With the recent introduction of tissue plasminogen activator (t-PA) drugs, how has the standard of care changed for the E.R. physician in his/her treatment of a patient with symptoms of stroke (e.g. dizziness, vomiting, blurred vision, hypertension, lethargy and loss of awareness), but whose CT Scan is negative and desires to leave the E.R.? What is the standard of care both pre- and post-t-PA?
IV tPA is used for the treatment of ischemic strokes within three hours of onset, provided some very specific conditions are met. These include a precise history of the timing of onset, a certain degree of severirty of the stroke, a reliably interpreted negative CT head scan for a fresh infarct or a hemorrhage, blood pressure values below a certain limit, and exclusion of medical or surgical conditions that would put the patient at risk of dangerous hemorrhage.
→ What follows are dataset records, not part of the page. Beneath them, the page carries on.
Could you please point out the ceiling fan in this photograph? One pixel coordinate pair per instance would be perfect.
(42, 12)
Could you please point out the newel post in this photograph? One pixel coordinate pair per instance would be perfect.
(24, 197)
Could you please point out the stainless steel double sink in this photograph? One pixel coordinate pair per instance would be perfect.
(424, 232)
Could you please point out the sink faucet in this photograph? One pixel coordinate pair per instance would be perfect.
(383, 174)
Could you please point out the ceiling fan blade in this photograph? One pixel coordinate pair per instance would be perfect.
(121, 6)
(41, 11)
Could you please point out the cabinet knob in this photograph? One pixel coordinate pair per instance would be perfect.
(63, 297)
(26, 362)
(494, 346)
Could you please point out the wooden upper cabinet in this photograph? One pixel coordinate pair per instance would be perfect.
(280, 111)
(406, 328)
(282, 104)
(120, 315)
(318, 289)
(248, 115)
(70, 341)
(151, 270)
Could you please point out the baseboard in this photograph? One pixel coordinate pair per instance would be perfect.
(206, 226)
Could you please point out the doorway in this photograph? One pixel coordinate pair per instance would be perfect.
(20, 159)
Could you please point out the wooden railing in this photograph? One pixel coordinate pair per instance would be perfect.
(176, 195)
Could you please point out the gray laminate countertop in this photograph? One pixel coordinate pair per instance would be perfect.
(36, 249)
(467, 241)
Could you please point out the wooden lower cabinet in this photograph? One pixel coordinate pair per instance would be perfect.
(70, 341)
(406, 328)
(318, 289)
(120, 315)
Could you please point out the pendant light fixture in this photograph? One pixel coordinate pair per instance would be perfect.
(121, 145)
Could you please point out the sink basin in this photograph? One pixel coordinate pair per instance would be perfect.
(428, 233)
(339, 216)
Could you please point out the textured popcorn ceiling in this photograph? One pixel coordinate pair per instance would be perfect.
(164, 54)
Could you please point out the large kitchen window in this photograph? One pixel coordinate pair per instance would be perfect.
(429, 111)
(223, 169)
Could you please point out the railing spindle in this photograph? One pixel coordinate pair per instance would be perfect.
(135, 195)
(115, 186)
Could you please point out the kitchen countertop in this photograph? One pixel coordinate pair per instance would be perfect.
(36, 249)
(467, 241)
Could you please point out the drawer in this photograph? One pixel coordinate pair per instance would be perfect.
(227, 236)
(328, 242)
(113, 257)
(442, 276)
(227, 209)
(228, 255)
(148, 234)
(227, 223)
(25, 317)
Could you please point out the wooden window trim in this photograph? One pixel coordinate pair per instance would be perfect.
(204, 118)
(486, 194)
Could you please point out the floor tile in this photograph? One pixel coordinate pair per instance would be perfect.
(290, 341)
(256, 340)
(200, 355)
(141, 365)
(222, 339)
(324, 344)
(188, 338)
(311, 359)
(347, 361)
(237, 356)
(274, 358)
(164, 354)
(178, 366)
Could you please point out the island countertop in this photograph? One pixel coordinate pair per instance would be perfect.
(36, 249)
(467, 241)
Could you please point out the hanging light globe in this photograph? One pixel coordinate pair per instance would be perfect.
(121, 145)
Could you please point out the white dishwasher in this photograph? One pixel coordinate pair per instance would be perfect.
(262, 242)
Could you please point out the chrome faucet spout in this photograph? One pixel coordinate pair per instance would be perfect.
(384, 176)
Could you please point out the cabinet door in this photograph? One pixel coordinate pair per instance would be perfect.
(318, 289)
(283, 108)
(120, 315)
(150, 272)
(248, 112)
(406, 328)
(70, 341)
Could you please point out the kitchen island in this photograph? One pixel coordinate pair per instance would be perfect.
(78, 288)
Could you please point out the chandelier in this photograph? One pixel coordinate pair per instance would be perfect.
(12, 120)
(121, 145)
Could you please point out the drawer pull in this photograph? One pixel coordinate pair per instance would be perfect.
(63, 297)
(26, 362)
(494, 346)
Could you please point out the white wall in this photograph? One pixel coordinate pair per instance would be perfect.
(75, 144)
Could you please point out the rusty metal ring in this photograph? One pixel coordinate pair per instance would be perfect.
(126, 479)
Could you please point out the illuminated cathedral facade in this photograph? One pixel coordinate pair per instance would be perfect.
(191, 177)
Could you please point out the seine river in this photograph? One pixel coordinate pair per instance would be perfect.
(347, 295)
IV tPA can be dangerous if used too late, or for too large a stroke, or in the presence of a CT scan showing signs of an early infarction. It would also be an unnecessary risk if the stroke is too mild, or rapidly improving, or if there is diagnostic uncertainty about the event.
The benefit of IV tPA is increasing modestly the number of patients that will eventually have a good outcome. Approximately a six percent risk of a
symptomatic brain hemorrhage is incurred when tPA is used, but this is acceptable because it is offset by the benefit. The risk - benefit equation is less favorable in the elderly.
As you would figure, only a small minority of cases of stroke reaching the ER receive tPA. Hence, although tPA may be considered a possible new standard of care, it is not as widely applicable as one might think due to numerous (at this time) uncontrollable factors. Also, it should not be thought of as a magic clot-busting bullet in its efficicy.